Ruh Yordamı
Kısıtlı bir sürede bir çırpıda okuduğum ama aslında zamana yaya yaya okunacak,hep el altında tutulacak, içten bir “ahh“ duyduğun vakit açıp okuyacağın,okuyup da susacağın türden bir kitap Ruh yordamı. Anlatılması zor; zira kitapta çok mevzular üzerine cümleler kurulmuş. Bazen bir kelimede duraksıyor, bazen bir cümlenin ardında durup tekrar tekrar okuyorsunuz. Söyleyemediklerinizi ama hep söylemek istediklerinizi dilendiren bir yazarla hemhal oluyorsunuz sayfalar arasında.
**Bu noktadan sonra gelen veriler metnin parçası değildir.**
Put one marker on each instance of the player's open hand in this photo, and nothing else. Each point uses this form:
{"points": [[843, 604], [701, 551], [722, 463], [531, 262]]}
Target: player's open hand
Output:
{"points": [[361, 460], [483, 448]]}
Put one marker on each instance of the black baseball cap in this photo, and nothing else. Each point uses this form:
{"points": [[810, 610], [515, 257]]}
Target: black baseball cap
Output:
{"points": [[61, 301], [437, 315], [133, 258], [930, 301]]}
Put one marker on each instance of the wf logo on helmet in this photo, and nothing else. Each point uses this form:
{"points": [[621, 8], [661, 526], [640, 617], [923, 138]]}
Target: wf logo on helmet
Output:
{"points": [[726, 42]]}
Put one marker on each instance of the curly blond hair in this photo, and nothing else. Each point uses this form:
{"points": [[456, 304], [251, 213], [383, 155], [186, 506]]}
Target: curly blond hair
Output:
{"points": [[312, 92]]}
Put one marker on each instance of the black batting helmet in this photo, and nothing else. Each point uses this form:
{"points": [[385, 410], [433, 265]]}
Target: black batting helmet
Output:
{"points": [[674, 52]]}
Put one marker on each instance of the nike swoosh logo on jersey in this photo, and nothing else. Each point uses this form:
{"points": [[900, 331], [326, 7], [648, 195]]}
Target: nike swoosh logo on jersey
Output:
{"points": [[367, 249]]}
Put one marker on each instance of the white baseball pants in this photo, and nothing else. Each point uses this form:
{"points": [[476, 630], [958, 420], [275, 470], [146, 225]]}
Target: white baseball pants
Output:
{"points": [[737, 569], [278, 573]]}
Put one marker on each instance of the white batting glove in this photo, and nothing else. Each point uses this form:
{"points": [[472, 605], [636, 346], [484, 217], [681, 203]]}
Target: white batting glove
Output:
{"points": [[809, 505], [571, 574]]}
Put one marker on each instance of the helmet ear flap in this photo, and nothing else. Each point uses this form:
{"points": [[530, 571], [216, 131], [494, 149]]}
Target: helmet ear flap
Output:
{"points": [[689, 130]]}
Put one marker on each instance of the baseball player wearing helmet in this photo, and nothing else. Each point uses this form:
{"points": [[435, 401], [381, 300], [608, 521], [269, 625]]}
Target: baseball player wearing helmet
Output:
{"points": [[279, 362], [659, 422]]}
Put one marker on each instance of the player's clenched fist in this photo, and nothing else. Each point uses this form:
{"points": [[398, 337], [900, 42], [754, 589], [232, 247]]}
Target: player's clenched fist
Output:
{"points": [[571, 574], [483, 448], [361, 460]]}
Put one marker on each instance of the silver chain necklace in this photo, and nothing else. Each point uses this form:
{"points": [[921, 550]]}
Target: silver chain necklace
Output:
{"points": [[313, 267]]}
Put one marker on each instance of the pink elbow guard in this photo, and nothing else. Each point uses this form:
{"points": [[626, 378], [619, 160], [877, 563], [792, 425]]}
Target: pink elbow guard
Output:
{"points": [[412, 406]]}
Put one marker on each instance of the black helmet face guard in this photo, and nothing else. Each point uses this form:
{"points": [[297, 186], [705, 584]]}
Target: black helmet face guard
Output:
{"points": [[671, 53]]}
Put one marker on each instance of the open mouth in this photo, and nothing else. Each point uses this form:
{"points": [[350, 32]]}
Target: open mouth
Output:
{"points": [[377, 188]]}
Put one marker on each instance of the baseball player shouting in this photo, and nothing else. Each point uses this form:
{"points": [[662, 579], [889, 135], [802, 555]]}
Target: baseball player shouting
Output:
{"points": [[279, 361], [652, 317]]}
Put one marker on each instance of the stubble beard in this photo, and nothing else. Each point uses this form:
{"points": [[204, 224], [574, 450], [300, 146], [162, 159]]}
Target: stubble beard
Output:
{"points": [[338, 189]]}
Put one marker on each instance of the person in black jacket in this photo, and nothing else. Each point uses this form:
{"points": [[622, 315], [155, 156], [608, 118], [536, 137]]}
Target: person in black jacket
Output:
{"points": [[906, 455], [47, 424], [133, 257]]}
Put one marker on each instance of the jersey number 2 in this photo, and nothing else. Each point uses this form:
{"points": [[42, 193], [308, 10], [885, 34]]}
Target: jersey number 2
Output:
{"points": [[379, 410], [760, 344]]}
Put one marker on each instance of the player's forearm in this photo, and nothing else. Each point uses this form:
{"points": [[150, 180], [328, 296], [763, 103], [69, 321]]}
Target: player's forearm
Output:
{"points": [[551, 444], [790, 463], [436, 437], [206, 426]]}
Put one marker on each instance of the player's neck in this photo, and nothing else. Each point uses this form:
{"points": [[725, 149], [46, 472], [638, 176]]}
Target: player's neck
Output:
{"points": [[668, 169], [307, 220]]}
Yazar kitap boyunca okuyucuyu sahiplenen bir üslup kulanıyor, -ben- deyip kibirlenmiyor,-siz- deyip ötekileştirmiyor.. -Biz- diyerek kucaklıyor okuyucuyu ve bize ait olan meselelere dem vuruyor, bizim karın ağrılarımızın sancısını taşıyor söylemlerinde. Bize bizi farketiriyor aslında. Çağın karanlığında müslümanca kaygılar taşıyor, kendine gelebilmek -adına ötekileştirmeyen, toplumdan soyutlanmadan ideali inşa edecek bireyseliğin, gerekliliğinden dem vuruyor. Ve tüm bunları hoş bir üslupla sıkmadan ,yormadan yapıyor. Kendinizi gazetede afili bir köşeyazısı okuyormuş gibi hissediyorsunuz ki zaten Gökhan Özcan halihazırda Yenişafak’ta yazmakta olan bir köşeyazarıdır.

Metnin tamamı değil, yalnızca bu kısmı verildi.